As a graduate, you’ll have a range of freshly developed skills, many of which will (or should) match the job description. However, don’t be disheartened if there are prerequisite skills that you haven’t yet acquired. The fact that you’ve still been offered an interview indicates that recruiters can see your potential to learn new skills or build upon existing ones.
You can reassure them by showing that you understand what skills will be important and possess a keen desire to acquire them. For example, you could say something like: “I haven’t used [insert program/skill] yet, but I appreciate its importance to [insert relevant task], and I’m eager to learn more about it.’ Consider reinforcing this message by mentioning a previous occasion on which you have successfully learned a new skill and put it to use.

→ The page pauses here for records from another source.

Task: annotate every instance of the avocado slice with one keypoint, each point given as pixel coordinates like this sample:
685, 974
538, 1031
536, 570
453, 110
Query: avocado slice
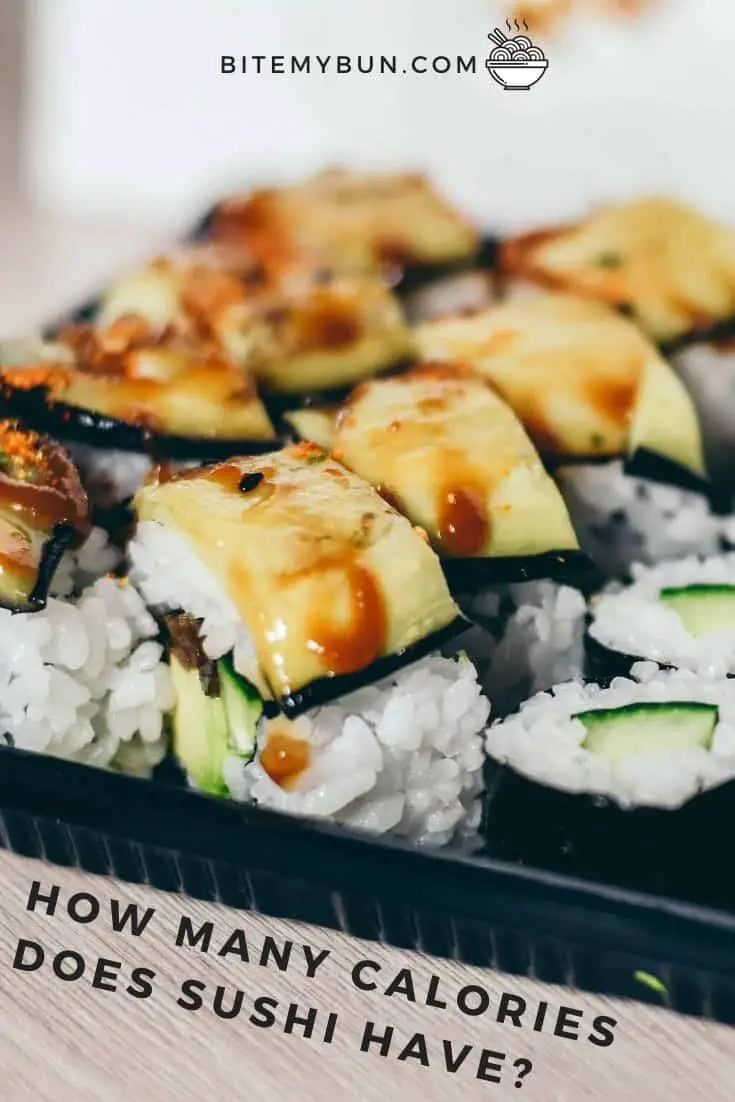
702, 608
647, 728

Here’s another thing of which we can be fairly confident: towards the end of the interview, your recruiter will turn the tables by asking if you have any questions for them. This an invaluable opportunity to demonstrate your passion for, and understanding of, the role, so seize upon it! You might enquire about specific products, the culture of the organisation or any specific challenges you’ll be expected to overcome. Alternatively, you can consider some of the suggestions below:
In case you’re still wondering about those curveball questions described above - or, indeed, about any question you haven’t prepared for - remember that interviews are just as much about how you perform under pressure or work through complex problems as they are about your actual response. So if you’re stuck, take a deep breath and show them somebody who responds to a challenge with good humor, grit and intellectual curiosity. Good luck!